54 52
Com
☀7.7mag
Ø 13'
Drawing Bertrand Laville

Johann Elert Bode discovered M53 = NGC 5024 = h1558 on 3 Feb 1775. Charles Messier independently discovered it on 26 Feb 1777.

William Herschel made his first observation on 30 May 1783 with his 6-inch and noted "more than a suspicion of stars." On 14 Mar 1784 (sweep 170) he described M53 as "one of the most beautiful objects I remember ever to have seen in the heavens; The cluster appears under the form of a solid ball consisting of small stars quite compressed into one blaze of light, with a great number of loose ones surrounding it and distinctly visible in the general mass. See fig. 2 [which shows it resolved into numerous stars]."

John Herschel described it on 6 May 1826 as "A most beautiful highly compressed cluster. Stars very small, 12...20m; with sc st to a considerable dist; irreg R, but not globular. Comes up to a blaze in the centre; indicating a round mass of pretty equable density." On 25 May 1827, he logged "Seen by Mr. Baily. A fine compressed cluster, with curved appendages like the short claws of a crab running out from the main body."

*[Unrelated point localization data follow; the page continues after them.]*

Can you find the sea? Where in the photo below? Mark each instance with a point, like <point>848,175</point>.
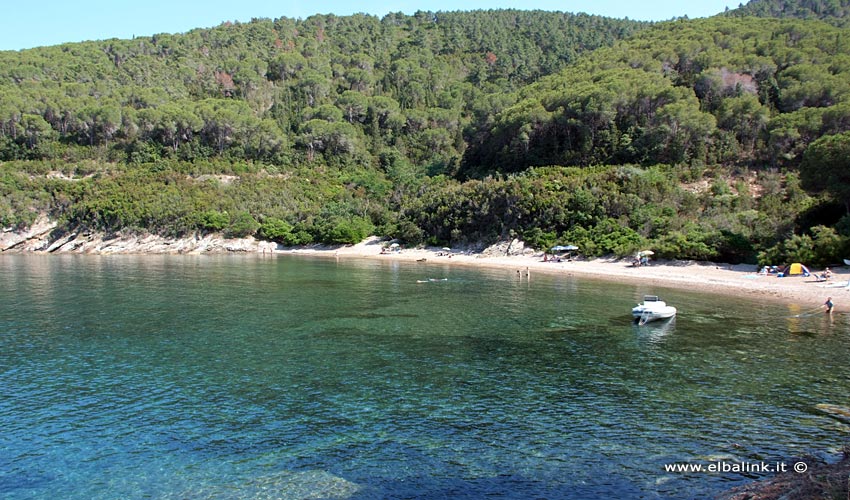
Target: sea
<point>291,377</point>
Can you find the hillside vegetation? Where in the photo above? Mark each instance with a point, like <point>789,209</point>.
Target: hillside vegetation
<point>721,138</point>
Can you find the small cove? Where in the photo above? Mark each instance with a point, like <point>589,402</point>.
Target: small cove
<point>239,376</point>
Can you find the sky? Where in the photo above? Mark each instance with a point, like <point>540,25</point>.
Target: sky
<point>34,23</point>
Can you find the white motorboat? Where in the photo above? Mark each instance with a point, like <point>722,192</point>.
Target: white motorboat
<point>652,308</point>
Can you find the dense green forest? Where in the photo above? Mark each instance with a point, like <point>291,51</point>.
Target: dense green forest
<point>721,139</point>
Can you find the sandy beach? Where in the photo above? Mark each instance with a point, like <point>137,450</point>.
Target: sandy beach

Wilhelm Struve found it again in 1825 or 1826 and included it in a list of 9 "Nebulae dectae" in the appendix to his main catalogue of double stars. In his 1844 Bedford Catalogue, William Smyth called M53 a "brilliant mass of minute stars" and a "ball of innumerable worlds."

300/350mm - 13.1" (5/21/82): outer halo of faint stars resolved.

400/500mm - 17.5" (5/27/00): at 220x this moderately bright GC appeared 6'-7' diameter with a very bright 2' core and ~50-60 stars resolved. At 380x, perhaps 75 stars were resolved, mostly in the outer halo and the edges of the small, bright, concentrated core. A brighter mag 12 star is just NE of the core, but most of the resolved stars are mag 13.5-15. The halo is fairly rich, but unevenly distributed with more stars resolved on the north side. Towards the edges of the halo the globular thins out and appeared straggly, with a maximum diameter 8'-9'.

17.5" (5/10/86): at least 50 stars resolved mostly in the outer halo which reaches 6' diameter. Contains a very bright core that is very mottled. Many stars are superimposed over the core.